Schools will be expected to enter all pupils "who would benefit from it" for ICT exams, whether they be GCSEs, entry level or key skills qualifications, according to guidance published last month.
Critics say schools will interpret this as meaning they have to timetable lessons in the subject.
However, the overall aim of the 14-19 reforms is to reduce the subject content of the curriculum and boost pupils' key skills, such as communication, application of number, ICT and problem-solving. The hope is that offering teenagers a wider choice of vocational, academic and work-based courses, with more emphasis on skills than subject knowledge, will help reduce the high number who leave school at 16 without a single qualification.
ACCAC, the Welsh qualifications, curriculum and assessment authority, has yet to put a timetable to the proposals. But CILT Cymru, the centre for information on language teaching and research in Wales, is worried that making ICT compulsory will squeeze modern foreign languages even further.
This summer, entries for French and German GCSEs were down 6 and 8 per cent respectively in Wales, with less than a third of 2004's school-leavers sitting at least one language GCSE. Ceri James, director of CILT Cymru, predicted entry levels for next summer's GCSE exams in languages would fall below 30 per cent.
He said: "Schools will interpret this new requirement as 'we can't make ICT compulsory without attaching lessons'. In which case, it will be another option column gone on the timetable. So it's not going to make the situation for languages any easier."

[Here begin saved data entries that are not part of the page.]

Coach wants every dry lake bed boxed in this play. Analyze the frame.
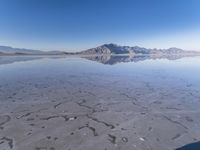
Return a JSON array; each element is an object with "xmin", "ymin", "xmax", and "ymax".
[{"xmin": 0, "ymin": 55, "xmax": 200, "ymax": 150}]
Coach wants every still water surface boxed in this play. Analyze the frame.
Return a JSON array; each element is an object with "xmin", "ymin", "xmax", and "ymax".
[{"xmin": 0, "ymin": 55, "xmax": 200, "ymax": 150}]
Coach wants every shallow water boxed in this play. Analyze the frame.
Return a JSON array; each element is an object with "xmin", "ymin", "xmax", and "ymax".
[{"xmin": 0, "ymin": 55, "xmax": 200, "ymax": 150}]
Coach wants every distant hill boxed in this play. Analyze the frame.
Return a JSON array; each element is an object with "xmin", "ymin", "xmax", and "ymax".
[
  {"xmin": 79, "ymin": 43, "xmax": 195, "ymax": 55},
  {"xmin": 0, "ymin": 46, "xmax": 43, "ymax": 54},
  {"xmin": 0, "ymin": 46, "xmax": 65, "ymax": 55}
]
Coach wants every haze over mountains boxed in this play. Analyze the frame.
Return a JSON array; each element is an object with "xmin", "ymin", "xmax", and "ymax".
[
  {"xmin": 0, "ymin": 44, "xmax": 199, "ymax": 55},
  {"xmin": 0, "ymin": 46, "xmax": 67, "ymax": 55}
]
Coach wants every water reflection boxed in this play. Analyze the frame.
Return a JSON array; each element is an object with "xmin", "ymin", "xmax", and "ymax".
[
  {"xmin": 0, "ymin": 55, "xmax": 200, "ymax": 150},
  {"xmin": 0, "ymin": 55, "xmax": 198, "ymax": 66},
  {"xmin": 82, "ymin": 54, "xmax": 196, "ymax": 65},
  {"xmin": 0, "ymin": 56, "xmax": 64, "ymax": 65}
]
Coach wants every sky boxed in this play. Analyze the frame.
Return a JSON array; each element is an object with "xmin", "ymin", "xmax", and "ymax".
[{"xmin": 0, "ymin": 0, "xmax": 200, "ymax": 51}]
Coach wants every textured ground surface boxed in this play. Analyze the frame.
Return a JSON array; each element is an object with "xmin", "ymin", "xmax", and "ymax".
[{"xmin": 0, "ymin": 56, "xmax": 200, "ymax": 150}]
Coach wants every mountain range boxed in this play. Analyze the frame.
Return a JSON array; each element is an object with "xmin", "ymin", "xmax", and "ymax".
[
  {"xmin": 0, "ymin": 44, "xmax": 199, "ymax": 55},
  {"xmin": 79, "ymin": 43, "xmax": 190, "ymax": 55}
]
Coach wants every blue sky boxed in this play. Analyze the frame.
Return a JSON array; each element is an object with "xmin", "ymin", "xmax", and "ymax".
[{"xmin": 0, "ymin": 0, "xmax": 200, "ymax": 51}]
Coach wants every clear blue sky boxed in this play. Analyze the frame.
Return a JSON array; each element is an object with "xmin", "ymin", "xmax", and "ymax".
[{"xmin": 0, "ymin": 0, "xmax": 200, "ymax": 51}]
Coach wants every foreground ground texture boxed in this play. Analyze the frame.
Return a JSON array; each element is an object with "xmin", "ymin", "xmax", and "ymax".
[{"xmin": 0, "ymin": 56, "xmax": 200, "ymax": 150}]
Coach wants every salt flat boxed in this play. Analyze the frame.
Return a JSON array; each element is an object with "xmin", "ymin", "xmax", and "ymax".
[{"xmin": 0, "ymin": 56, "xmax": 200, "ymax": 150}]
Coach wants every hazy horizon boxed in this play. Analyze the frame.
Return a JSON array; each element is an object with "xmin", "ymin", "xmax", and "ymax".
[
  {"xmin": 0, "ymin": 42, "xmax": 200, "ymax": 52},
  {"xmin": 0, "ymin": 0, "xmax": 200, "ymax": 51}
]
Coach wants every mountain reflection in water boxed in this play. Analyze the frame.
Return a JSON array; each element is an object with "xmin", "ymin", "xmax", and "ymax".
[
  {"xmin": 0, "ymin": 54, "xmax": 198, "ymax": 66},
  {"xmin": 82, "ymin": 54, "xmax": 195, "ymax": 65},
  {"xmin": 0, "ymin": 56, "xmax": 64, "ymax": 65}
]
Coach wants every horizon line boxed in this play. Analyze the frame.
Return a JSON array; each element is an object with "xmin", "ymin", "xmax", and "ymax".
[{"xmin": 0, "ymin": 43, "xmax": 198, "ymax": 52}]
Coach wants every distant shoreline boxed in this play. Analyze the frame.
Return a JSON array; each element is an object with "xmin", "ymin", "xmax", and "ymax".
[{"xmin": 1, "ymin": 53, "xmax": 200, "ymax": 57}]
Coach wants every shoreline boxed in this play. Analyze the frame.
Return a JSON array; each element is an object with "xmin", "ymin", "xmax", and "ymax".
[{"xmin": 1, "ymin": 53, "xmax": 200, "ymax": 57}]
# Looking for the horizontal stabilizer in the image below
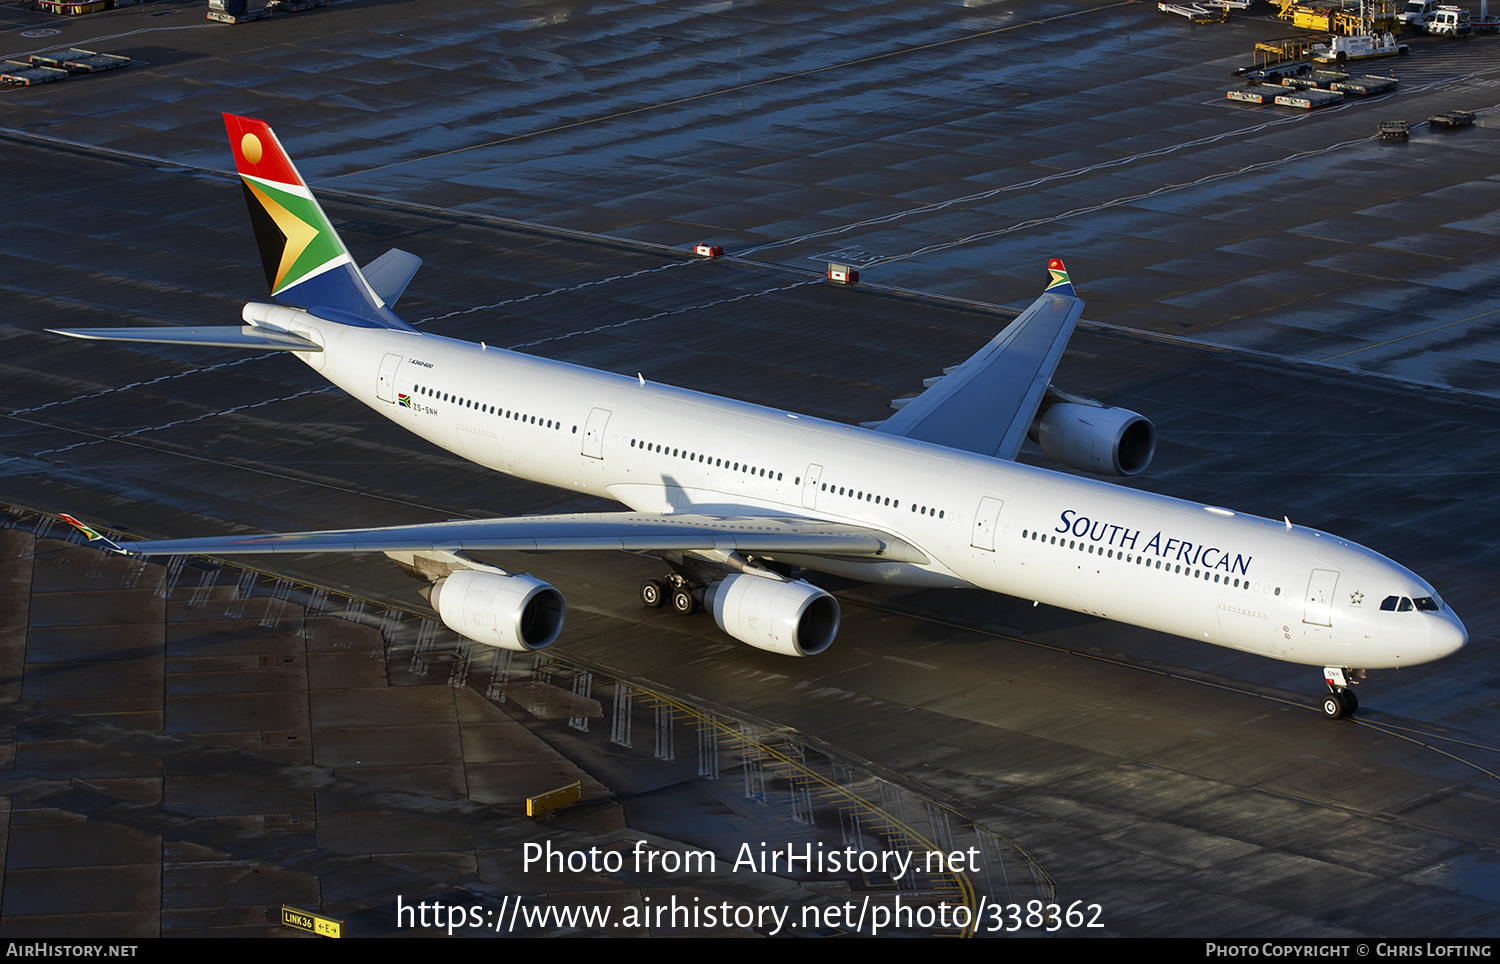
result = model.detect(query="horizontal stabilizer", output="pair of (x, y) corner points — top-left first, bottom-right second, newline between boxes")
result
(361, 249), (422, 307)
(48, 325), (323, 352)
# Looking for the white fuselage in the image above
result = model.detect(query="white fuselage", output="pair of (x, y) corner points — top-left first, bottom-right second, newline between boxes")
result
(260, 306), (1466, 671)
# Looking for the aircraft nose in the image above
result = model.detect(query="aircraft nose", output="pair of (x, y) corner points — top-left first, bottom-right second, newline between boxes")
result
(1429, 611), (1467, 662)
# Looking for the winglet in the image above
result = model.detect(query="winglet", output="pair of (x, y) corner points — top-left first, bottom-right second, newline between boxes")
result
(1044, 258), (1075, 298)
(57, 514), (130, 555)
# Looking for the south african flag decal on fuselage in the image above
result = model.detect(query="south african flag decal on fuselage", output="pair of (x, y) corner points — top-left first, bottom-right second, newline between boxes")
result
(398, 393), (412, 409)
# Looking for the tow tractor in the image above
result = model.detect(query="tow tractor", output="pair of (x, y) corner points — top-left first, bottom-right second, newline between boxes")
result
(1302, 0), (1411, 63)
(1311, 32), (1410, 61)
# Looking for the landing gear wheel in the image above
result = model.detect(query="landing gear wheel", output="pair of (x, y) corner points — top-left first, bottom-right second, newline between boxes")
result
(1341, 688), (1358, 716)
(671, 587), (698, 615)
(640, 579), (665, 608)
(1322, 693), (1345, 720)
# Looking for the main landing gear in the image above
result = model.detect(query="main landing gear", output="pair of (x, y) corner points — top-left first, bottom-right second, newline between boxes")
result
(640, 574), (701, 615)
(1322, 666), (1361, 720)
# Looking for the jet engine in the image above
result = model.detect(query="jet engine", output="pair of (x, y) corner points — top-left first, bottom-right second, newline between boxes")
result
(429, 569), (566, 651)
(704, 574), (840, 657)
(1030, 400), (1156, 477)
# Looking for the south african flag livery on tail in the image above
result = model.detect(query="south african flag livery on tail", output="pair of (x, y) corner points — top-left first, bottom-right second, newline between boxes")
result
(1044, 258), (1075, 298)
(223, 113), (414, 331)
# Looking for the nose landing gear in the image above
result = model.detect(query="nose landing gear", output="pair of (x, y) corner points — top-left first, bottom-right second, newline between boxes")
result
(1322, 666), (1361, 720)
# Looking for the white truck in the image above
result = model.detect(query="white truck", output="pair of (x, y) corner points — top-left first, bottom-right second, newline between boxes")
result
(1398, 0), (1440, 27)
(1427, 5), (1474, 35)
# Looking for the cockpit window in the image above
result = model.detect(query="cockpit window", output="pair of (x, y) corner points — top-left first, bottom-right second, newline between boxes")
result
(1382, 594), (1443, 612)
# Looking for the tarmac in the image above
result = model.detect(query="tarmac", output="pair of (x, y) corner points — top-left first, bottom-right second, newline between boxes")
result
(0, 0), (1497, 939)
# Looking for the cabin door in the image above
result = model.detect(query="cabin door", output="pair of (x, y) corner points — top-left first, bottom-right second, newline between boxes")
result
(801, 464), (823, 509)
(581, 407), (611, 459)
(375, 353), (403, 403)
(970, 497), (1005, 551)
(1303, 569), (1340, 627)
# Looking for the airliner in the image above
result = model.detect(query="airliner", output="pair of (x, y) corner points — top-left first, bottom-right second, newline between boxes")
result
(53, 114), (1466, 721)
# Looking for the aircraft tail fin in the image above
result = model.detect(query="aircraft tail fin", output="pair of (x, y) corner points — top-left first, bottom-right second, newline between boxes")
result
(222, 113), (416, 331)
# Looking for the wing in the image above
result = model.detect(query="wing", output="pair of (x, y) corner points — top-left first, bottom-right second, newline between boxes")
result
(875, 258), (1083, 461)
(71, 512), (929, 564)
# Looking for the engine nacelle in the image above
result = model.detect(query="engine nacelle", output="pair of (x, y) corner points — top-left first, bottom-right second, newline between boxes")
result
(704, 574), (839, 657)
(1031, 401), (1156, 477)
(429, 569), (566, 651)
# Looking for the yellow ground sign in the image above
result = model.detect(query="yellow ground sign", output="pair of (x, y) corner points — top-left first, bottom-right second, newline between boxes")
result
(527, 781), (581, 817)
(282, 905), (343, 938)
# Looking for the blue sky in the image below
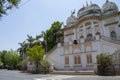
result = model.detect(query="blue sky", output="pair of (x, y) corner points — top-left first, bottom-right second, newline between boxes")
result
(0, 0), (120, 51)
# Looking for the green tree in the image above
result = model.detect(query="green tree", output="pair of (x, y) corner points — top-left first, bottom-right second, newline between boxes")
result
(42, 21), (63, 52)
(33, 34), (42, 46)
(27, 45), (45, 73)
(0, 50), (7, 67)
(17, 41), (28, 59)
(0, 58), (3, 65)
(26, 35), (35, 48)
(4, 49), (20, 69)
(0, 0), (21, 17)
(96, 53), (112, 75)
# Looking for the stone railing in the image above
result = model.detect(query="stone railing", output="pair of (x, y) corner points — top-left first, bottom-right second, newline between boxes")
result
(112, 49), (120, 64)
(101, 35), (120, 45)
(47, 45), (58, 55)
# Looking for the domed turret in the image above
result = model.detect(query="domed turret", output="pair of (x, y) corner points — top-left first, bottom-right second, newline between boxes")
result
(102, 0), (118, 16)
(66, 11), (77, 26)
(77, 3), (101, 19)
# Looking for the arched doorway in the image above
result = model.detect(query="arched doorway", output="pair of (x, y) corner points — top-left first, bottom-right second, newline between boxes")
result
(87, 33), (93, 40)
(111, 31), (117, 39)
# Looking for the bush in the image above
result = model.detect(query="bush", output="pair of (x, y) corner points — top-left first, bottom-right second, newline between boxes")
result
(96, 53), (112, 75)
(40, 59), (50, 74)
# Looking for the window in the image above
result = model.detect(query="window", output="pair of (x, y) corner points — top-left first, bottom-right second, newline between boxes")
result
(93, 22), (98, 24)
(86, 54), (92, 63)
(86, 26), (91, 30)
(74, 55), (81, 64)
(96, 32), (101, 35)
(85, 22), (91, 26)
(65, 56), (69, 65)
(87, 33), (93, 40)
(94, 25), (99, 27)
(80, 25), (83, 28)
(111, 31), (117, 39)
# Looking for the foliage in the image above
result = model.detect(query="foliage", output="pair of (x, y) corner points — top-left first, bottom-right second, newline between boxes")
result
(0, 50), (7, 66)
(0, 59), (3, 69)
(4, 49), (20, 69)
(27, 45), (45, 73)
(41, 58), (50, 70)
(42, 21), (63, 52)
(0, 59), (3, 65)
(96, 53), (112, 75)
(18, 34), (42, 58)
(17, 41), (28, 59)
(0, 0), (21, 17)
(119, 21), (120, 28)
(17, 21), (63, 72)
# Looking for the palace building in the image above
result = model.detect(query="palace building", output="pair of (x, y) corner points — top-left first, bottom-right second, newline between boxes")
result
(47, 0), (120, 71)
(26, 0), (120, 72)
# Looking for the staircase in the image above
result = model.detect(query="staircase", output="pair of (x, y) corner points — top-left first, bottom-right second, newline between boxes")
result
(47, 45), (58, 55)
(111, 50), (120, 75)
(101, 35), (120, 45)
(112, 50), (120, 64)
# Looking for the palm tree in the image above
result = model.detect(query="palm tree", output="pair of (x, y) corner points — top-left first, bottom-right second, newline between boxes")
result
(34, 34), (42, 46)
(26, 35), (35, 48)
(17, 41), (28, 59)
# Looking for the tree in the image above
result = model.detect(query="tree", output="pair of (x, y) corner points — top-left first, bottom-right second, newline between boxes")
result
(0, 0), (21, 17)
(17, 41), (28, 59)
(42, 21), (63, 52)
(96, 53), (112, 75)
(0, 58), (3, 65)
(0, 50), (7, 67)
(27, 45), (45, 73)
(18, 34), (43, 56)
(33, 34), (42, 46)
(4, 49), (20, 69)
(26, 35), (35, 48)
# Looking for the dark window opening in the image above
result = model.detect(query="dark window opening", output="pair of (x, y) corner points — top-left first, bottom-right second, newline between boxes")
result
(111, 31), (117, 39)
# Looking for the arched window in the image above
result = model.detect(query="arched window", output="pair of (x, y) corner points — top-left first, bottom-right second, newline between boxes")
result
(80, 35), (84, 38)
(87, 33), (93, 40)
(111, 31), (117, 39)
(96, 32), (101, 35)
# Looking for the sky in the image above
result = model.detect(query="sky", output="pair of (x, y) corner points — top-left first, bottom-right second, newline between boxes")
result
(0, 0), (120, 51)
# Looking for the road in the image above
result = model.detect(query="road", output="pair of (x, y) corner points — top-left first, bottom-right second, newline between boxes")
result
(0, 70), (120, 80)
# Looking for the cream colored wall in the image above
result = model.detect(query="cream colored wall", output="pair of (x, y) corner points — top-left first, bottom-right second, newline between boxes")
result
(48, 39), (120, 71)
(48, 15), (120, 71)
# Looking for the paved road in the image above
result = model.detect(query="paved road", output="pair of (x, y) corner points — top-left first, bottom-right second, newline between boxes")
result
(0, 70), (120, 80)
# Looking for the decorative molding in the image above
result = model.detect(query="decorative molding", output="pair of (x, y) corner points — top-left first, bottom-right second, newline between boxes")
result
(104, 21), (118, 26)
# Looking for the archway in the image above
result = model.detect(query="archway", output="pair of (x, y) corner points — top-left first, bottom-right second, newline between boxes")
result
(111, 31), (117, 39)
(87, 33), (93, 40)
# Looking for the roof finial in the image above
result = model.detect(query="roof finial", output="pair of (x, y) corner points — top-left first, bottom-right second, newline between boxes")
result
(90, 1), (92, 4)
(71, 9), (75, 17)
(86, 0), (88, 6)
(106, 0), (109, 2)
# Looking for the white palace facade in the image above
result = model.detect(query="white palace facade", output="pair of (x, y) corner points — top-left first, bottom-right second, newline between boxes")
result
(48, 0), (120, 71)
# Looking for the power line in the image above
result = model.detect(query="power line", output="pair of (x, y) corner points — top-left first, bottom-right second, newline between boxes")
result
(1, 0), (32, 20)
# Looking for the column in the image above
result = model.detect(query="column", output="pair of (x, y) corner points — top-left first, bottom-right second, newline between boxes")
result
(91, 21), (95, 37)
(83, 24), (86, 38)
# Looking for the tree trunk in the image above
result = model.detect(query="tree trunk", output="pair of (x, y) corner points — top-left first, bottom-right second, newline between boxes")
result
(36, 63), (39, 73)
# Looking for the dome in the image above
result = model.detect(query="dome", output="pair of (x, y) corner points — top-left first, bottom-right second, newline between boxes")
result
(77, 3), (101, 18)
(102, 0), (118, 15)
(66, 13), (77, 25)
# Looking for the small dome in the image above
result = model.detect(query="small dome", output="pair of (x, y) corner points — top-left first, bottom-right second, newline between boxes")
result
(102, 0), (118, 15)
(77, 7), (86, 18)
(88, 4), (101, 11)
(66, 14), (77, 25)
(77, 3), (101, 18)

Dr Philip Dixon, director of the Association of Teachers and Lecturers Cymru, said: "If the guidance is about mainstreaming ICT skills across the board, so schools are bringing them to bear on the study of history or science, that's to be welcomed. But if it's about making specific ICT lessons in the curriculum, that's a retrograde step because it will mean less time for other subjects and it's not mainstreaming. The ACCAC document bears that interpretation."
Other changes mooted in ACCAC's revised 14-19 guidance include writing the requirements for key skills, such as communication and numeracy, into revised GCSE courses for English, Welsh, Welsh second language and maths.
At present, it is not made explicit which, if any, requirements for, say, numeracy are covered in GCSE maths. Instead, students have to produce a separate portfolio of evidence to show they have met the key skills requirements.
The guidance highlights examples of good practice and useful resources for delivering "core" areas of the 14-19 curriculum, such as careers advice, key skills, Welsh, Y Cwricwlwm Cymreig and work-based experience.